LayerZero and KelpDAO Clash Over Single-Verifier Bridge

LayerZero and KelpDAO trade accusations after an April 18 rsETH bridge exploit that drained about $292 million, disputing who approved a 1-of-1 verifier configuration.

LayerZero Labs and KelpDAO have publicly disputed who approved a single-verifier bridge setup that was exploited in an April 18 attack that drained roughly $292 million in value. The disagreement centers on whether KelpDAO downgraded a multi-verifier configuration to a 1-of-1 setup or whether LayerZero personnel approved the change.

The attacker removed about 116,500 rsETH from a LayerZero-powered bridge, representing roughly 18% of the liquid restaked token in circulation. At the time of the exploit, data showed that about 47% of active LayerZero application contracts used a 1-of-1 Decentralized Verifier Network, a configuration that allows a single signature to authorize cross-chain transfers.

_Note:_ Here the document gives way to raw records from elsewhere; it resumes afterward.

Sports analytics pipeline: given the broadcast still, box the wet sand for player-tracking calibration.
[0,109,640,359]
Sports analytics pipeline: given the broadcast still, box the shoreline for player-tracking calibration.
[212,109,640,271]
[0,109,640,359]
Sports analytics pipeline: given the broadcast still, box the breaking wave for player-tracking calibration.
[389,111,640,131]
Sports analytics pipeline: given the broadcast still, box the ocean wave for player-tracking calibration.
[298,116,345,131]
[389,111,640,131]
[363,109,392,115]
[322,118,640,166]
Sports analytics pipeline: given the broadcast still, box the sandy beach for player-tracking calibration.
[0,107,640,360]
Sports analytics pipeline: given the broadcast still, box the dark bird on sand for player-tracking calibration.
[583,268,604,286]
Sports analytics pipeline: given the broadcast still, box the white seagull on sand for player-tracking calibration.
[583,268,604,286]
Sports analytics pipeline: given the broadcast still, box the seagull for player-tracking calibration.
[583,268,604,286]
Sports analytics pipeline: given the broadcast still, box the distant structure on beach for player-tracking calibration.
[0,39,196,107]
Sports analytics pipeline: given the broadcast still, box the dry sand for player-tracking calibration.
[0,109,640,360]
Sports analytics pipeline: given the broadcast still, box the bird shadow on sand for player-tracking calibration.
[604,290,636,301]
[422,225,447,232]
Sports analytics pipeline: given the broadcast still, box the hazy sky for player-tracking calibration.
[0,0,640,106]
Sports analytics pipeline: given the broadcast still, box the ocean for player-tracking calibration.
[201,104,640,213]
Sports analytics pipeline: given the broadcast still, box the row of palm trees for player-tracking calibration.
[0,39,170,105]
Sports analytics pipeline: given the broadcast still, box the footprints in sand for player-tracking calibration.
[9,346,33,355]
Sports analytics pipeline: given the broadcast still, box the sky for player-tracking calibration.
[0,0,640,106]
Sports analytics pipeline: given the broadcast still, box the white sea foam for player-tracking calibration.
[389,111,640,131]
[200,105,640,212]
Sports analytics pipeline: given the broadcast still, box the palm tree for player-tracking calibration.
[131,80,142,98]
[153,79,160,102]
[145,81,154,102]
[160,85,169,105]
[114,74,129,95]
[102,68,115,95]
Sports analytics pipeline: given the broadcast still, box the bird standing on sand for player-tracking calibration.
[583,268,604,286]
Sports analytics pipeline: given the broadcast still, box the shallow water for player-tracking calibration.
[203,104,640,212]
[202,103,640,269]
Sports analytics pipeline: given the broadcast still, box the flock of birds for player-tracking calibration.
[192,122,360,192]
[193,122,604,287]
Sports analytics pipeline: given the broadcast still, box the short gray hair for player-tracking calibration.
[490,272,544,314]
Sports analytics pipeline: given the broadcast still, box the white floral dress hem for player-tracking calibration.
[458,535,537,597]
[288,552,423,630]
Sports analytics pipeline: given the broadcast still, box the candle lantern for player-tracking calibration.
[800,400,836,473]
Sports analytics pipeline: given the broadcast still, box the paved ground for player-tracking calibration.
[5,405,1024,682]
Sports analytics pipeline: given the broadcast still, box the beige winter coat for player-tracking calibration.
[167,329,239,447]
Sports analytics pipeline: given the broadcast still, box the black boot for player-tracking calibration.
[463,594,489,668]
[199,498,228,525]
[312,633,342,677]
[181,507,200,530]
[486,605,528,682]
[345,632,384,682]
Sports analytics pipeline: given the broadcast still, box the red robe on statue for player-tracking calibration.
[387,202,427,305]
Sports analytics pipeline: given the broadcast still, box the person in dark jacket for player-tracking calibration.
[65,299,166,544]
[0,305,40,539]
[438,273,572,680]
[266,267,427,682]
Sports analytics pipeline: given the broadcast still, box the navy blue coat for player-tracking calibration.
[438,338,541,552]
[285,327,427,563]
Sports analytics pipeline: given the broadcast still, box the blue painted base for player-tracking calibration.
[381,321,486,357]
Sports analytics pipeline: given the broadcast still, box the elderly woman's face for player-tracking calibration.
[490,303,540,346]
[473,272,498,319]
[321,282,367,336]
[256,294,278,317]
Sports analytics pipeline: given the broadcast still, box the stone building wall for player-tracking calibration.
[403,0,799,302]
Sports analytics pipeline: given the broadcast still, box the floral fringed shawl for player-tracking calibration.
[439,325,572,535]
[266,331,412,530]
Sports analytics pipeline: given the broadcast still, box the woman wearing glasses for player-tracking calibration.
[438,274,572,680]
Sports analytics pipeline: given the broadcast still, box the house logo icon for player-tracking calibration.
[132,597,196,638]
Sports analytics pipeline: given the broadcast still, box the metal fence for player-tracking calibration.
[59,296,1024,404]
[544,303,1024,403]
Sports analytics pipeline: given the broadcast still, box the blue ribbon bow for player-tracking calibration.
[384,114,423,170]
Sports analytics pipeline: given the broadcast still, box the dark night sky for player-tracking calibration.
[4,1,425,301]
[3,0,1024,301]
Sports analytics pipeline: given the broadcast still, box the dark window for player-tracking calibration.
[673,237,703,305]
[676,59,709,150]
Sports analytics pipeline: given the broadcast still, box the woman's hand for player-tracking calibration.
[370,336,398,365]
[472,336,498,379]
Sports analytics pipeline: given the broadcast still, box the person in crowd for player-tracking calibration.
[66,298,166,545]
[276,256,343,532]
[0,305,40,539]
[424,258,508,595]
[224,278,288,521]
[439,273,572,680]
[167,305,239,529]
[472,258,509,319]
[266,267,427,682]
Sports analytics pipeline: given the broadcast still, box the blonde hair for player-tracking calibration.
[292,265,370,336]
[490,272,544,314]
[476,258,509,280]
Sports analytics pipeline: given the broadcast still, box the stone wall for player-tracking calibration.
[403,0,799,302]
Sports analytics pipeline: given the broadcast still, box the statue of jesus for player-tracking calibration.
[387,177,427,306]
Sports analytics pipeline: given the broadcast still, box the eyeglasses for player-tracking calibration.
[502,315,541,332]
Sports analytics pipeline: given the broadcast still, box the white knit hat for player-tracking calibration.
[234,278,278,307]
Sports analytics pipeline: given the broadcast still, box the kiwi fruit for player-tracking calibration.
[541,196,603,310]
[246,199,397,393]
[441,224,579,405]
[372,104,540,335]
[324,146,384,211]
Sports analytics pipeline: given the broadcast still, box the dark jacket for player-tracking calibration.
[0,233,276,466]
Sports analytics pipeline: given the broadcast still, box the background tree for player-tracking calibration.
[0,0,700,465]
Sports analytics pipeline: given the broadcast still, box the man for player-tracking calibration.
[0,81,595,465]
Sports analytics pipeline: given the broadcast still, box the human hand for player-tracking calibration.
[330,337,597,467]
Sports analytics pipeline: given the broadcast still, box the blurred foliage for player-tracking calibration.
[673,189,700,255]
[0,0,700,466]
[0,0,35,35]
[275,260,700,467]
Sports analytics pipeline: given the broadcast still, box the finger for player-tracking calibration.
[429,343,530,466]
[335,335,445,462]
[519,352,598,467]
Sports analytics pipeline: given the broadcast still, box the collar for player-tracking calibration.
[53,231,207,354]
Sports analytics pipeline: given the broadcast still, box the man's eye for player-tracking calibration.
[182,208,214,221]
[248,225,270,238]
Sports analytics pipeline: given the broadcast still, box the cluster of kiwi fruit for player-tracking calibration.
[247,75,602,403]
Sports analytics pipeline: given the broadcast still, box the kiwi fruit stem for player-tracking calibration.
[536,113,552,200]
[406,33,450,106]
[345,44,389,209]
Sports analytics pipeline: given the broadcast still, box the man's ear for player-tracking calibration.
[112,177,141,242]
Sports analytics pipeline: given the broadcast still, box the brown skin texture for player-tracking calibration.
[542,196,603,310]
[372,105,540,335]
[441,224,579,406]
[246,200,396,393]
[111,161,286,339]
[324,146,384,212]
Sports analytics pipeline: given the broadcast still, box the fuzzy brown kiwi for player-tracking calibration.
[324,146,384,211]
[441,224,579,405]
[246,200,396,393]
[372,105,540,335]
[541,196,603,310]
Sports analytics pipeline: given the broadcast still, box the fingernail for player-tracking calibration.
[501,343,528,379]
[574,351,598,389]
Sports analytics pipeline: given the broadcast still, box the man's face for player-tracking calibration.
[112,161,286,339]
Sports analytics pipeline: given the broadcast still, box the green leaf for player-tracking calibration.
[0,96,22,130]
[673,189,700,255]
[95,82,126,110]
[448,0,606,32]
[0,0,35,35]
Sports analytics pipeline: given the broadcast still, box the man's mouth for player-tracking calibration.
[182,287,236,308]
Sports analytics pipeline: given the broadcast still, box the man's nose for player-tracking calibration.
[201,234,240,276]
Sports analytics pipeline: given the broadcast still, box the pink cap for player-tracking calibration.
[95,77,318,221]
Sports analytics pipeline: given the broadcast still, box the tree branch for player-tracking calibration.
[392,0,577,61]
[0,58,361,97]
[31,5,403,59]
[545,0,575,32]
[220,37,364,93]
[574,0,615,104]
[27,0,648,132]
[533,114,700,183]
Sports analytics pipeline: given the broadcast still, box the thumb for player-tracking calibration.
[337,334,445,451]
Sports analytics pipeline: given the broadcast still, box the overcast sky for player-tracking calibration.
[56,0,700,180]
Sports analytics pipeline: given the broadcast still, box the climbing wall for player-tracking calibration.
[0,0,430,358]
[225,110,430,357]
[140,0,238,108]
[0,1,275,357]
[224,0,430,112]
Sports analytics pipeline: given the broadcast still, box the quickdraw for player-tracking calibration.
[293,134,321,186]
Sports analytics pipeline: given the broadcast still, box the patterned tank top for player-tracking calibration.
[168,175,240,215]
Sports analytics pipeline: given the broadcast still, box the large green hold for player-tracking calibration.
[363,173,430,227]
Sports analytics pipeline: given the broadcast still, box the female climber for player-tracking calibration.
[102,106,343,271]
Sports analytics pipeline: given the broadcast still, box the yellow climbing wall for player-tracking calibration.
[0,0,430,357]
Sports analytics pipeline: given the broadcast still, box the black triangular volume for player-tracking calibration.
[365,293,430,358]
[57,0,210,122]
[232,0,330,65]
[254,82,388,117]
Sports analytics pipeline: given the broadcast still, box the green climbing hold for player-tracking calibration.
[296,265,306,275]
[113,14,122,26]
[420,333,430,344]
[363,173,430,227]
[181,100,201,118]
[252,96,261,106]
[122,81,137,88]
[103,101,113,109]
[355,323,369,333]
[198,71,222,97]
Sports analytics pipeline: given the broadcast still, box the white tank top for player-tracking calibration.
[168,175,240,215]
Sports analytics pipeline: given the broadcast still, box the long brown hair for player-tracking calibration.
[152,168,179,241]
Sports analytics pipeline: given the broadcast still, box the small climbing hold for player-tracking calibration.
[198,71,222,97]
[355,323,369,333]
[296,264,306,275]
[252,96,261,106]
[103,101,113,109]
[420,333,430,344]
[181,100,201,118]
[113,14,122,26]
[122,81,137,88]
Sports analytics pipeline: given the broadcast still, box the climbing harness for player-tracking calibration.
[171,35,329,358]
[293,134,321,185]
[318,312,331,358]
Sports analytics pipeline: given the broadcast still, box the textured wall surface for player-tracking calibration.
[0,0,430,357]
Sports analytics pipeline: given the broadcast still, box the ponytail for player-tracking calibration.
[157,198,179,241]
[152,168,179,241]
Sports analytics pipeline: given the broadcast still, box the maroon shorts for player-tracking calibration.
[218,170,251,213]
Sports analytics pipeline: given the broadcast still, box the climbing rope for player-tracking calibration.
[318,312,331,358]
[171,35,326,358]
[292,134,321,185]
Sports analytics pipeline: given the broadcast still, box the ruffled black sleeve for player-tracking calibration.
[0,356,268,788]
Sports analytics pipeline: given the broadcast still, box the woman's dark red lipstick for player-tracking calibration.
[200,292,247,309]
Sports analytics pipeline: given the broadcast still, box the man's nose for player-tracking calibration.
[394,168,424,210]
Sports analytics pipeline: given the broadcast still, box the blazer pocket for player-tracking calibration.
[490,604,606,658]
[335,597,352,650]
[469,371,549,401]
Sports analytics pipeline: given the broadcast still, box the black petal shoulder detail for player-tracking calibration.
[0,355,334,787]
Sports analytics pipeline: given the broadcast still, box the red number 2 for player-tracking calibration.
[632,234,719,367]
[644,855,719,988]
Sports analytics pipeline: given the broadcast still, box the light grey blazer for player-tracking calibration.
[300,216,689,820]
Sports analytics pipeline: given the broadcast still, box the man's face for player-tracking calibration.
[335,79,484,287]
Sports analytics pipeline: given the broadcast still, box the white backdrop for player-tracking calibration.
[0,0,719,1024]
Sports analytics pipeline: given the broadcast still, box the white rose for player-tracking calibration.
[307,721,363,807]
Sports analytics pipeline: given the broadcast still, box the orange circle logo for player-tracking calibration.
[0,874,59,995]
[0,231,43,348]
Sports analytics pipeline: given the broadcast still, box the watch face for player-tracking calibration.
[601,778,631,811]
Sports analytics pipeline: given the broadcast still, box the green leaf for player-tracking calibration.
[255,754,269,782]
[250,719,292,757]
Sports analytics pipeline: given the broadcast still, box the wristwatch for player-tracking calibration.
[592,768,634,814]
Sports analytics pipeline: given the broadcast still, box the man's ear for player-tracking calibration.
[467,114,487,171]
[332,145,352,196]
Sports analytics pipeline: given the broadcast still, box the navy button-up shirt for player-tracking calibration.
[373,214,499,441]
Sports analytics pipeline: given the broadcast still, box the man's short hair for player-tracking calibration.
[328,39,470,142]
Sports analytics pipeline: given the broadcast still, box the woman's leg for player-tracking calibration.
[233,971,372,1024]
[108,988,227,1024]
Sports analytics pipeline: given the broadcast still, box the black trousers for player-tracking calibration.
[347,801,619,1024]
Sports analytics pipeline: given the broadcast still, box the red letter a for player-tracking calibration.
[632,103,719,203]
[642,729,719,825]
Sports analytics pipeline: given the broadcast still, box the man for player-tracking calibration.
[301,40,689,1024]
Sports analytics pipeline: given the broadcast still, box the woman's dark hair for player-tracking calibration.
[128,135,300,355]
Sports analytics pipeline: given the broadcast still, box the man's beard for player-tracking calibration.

LayerZero founder and CEO Bryan Pellegrino posted on X challenging KelpDAO’s public account. Pellegrino wrote that Kelp initially deployed using LayerZero’s default multi-DVN configuration and “manually migrated to a 1/1 config later.” He described parts of KelpDAO’s post as “completely untrue” and acknowledged he had been mistaken to assume the configuration could not be changed after initial deployment, writing, “I still carry a huge amount of cognitive dissonance here.” Pellegrino said LayerZero documentation warns developers against using a single-verifier configuration in production.

KelpDAO published Telegram screenshots that it says show a LayerZero team member writing “No problem on using defaults either” in discussions about the protocol’s expansion to layer-2 networks. KelpDAO stated these exchanges occurred across multiple conversations over 2.5 years and that no LayerZero staff member objected. In response to the exploit, KelpDAO announced it is migrating rsETH bridging from LayerZero to Chainlink’s Cross-Chain Interoperability Protocol; its public code repository lists a new CCIP RSETH contract alongside the legacy LayerZero RSETH_OFT contract.

LayerZero announced a pledge of more than 10,000 ETH toward recovery efforts on April 28. The company has since banned 1-of-1 DVN configurations for new deployments and is encouraging existing applications to migrate away from them.

Frozen ETH connected to the incident on Arbitrum remains subject to legal questions. The dispute between LayerZero and KelpDAO has shifted firms that had been cooperating on recovery into a public conflict over responsibility for configuration and operational choices.

Both parties have released messages and documents to support their accounts. The disagreement highlights a debate within decentralized finance about where responsibility lies when infrastructure is configurable by application teams and how teams document and approve security-related changes.